Nigeria’s Trade Union Congress (TUC) has threatened a nationwide strike unless the Federal Government scraps a controversial 5% petroleum product tax set for 2026. The ultimatum, reported by Reuters, escalates tensions amid rising fuel costs and economic strain.
The TUC, representing millions of workers, condemned the tax as a burden on Nigerians already grappling with inflation and power shortages. Announced by the government to fund infrastructure and welfare, the tax has sparked outrage for its potential to raise fuel prices further, impacting transport, businesses, and hospitals reliant on generators.
TUC President Festus Osifo demanded its immediate withdrawal, citing inadequate consultation and economic insensitivity. The government, defending the policy, argues it aligns with fiscal reforms to stabilize the economy, pointing to increased oil production under President Tinubu.

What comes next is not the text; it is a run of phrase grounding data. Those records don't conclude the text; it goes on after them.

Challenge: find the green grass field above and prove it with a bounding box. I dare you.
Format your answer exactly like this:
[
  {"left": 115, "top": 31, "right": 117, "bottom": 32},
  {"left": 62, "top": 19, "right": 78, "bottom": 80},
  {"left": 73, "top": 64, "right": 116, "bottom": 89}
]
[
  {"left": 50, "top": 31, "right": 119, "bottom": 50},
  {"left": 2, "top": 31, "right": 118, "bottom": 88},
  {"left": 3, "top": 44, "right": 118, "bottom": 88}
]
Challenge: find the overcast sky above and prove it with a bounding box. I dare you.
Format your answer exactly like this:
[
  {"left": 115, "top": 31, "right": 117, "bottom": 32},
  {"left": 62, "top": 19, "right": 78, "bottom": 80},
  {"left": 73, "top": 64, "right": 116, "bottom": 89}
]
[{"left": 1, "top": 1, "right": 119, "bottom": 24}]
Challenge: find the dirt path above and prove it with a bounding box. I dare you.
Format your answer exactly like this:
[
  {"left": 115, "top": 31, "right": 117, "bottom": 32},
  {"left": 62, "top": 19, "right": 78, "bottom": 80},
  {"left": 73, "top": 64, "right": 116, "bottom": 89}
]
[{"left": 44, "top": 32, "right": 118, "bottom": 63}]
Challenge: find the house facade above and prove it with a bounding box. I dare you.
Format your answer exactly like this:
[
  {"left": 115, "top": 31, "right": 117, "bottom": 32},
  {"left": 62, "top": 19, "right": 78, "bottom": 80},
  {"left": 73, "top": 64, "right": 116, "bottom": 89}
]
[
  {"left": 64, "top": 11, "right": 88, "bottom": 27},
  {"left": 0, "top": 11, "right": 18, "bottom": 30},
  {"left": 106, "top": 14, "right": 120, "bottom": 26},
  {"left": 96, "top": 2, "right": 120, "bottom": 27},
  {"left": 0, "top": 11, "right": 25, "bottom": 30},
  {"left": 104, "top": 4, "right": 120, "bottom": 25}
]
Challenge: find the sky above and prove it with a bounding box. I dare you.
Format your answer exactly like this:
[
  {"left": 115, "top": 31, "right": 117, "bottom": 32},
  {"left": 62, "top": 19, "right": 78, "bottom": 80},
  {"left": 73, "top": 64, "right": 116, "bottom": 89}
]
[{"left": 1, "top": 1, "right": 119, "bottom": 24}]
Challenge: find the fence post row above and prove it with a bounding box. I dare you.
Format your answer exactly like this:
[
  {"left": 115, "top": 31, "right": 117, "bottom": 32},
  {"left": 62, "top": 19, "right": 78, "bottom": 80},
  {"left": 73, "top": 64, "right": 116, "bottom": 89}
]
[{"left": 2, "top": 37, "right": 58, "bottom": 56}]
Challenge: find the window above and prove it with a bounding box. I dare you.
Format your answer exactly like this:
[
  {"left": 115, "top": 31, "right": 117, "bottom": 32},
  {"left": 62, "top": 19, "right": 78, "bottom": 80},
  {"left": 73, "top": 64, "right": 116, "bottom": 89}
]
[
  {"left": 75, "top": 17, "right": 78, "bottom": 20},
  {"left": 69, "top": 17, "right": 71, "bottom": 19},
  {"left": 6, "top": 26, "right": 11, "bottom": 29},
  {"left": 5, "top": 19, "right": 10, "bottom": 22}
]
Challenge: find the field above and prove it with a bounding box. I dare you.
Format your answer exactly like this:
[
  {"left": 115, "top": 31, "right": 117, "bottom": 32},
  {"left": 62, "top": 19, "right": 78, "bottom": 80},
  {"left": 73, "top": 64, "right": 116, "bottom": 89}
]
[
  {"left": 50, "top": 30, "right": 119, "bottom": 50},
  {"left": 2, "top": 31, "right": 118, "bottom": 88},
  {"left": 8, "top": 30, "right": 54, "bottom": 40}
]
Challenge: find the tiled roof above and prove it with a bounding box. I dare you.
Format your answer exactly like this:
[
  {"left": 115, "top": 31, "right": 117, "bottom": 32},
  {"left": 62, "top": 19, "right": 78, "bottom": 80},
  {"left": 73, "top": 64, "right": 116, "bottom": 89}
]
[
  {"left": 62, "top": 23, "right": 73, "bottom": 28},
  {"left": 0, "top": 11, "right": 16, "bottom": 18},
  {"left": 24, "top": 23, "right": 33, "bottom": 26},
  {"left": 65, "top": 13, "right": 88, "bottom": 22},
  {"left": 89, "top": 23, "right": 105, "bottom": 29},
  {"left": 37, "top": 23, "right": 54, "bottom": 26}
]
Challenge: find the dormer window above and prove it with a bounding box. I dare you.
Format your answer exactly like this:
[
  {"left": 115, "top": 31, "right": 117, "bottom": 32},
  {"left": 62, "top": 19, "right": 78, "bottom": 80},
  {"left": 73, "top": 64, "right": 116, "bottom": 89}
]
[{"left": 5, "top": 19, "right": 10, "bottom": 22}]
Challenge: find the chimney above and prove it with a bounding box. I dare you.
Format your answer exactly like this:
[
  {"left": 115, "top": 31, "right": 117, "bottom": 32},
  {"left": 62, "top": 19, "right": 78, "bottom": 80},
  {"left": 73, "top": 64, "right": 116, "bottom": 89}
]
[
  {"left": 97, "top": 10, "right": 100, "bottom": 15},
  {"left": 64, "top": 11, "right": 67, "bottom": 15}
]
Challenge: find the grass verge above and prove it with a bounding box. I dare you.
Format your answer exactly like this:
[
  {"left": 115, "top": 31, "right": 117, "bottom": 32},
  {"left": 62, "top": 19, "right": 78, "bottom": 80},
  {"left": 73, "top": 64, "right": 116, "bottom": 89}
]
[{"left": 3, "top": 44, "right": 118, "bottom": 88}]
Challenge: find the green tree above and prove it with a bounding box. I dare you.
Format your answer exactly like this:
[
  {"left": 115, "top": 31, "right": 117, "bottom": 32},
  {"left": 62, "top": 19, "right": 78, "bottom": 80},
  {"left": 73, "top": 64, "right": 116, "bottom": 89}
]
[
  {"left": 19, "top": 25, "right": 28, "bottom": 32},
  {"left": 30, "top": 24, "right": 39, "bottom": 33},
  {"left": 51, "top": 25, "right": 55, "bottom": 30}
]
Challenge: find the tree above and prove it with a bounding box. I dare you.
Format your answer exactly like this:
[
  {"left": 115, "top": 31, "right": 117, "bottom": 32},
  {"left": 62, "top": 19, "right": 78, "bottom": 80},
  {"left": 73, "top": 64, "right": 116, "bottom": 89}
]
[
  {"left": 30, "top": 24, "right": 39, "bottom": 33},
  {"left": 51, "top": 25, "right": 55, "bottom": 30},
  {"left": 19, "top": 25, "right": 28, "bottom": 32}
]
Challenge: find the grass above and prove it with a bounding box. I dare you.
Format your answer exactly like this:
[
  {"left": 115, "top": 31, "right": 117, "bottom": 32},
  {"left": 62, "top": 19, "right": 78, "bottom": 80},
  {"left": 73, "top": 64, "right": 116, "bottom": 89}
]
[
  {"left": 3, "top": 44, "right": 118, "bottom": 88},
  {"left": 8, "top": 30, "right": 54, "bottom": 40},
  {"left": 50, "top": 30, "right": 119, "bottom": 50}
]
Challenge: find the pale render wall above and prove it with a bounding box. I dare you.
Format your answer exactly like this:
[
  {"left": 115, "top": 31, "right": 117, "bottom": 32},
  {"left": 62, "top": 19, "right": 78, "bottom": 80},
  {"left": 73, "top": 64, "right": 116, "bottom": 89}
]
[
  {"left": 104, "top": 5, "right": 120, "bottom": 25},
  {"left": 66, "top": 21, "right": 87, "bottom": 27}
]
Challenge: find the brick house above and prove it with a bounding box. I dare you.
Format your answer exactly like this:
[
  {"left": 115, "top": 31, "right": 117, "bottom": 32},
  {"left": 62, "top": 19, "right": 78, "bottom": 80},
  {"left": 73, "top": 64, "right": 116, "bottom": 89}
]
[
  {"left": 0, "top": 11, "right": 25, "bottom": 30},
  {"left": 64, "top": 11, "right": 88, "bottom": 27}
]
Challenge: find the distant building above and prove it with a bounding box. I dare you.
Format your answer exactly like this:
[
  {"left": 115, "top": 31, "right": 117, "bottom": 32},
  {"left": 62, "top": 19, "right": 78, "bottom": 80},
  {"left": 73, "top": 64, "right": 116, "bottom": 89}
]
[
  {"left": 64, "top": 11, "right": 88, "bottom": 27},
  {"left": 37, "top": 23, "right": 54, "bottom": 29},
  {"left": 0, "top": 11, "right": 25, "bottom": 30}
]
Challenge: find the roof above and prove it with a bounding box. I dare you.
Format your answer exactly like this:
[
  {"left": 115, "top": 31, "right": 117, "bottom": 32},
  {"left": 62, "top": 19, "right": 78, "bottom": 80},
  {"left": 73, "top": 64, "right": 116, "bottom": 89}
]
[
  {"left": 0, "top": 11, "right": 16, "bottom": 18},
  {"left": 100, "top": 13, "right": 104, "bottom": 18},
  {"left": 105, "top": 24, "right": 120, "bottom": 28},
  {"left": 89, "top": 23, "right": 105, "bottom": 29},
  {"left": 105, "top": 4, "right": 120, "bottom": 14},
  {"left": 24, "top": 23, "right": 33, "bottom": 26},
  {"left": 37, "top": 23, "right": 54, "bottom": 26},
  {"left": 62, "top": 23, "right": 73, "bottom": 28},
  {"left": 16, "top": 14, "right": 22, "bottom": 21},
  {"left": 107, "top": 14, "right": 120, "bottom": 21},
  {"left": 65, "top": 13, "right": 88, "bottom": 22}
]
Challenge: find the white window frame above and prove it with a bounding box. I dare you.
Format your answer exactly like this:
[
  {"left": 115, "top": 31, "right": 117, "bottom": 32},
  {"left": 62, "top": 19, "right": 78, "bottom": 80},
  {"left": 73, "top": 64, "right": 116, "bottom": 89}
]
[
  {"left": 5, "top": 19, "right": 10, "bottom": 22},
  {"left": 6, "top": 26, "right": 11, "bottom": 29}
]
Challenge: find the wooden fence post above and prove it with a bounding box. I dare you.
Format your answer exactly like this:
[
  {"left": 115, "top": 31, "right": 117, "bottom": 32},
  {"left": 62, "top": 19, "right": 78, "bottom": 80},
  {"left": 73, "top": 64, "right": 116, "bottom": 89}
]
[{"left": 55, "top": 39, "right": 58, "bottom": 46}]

The threat has polarized the nation, with workers rallying behind the TUC, while some economists warn a strike could disrupt oil exports and deepen economic woes. For Nigeria, facing multiple crises like banditry in Katsina and hospital fuel concerns, the standoff tests the government’s ability to balance revenue needs with public welfare. As the TUC mobilizes, the nation braces for potential disruptions, hoping dialogue can avert a paralyzing shutdown.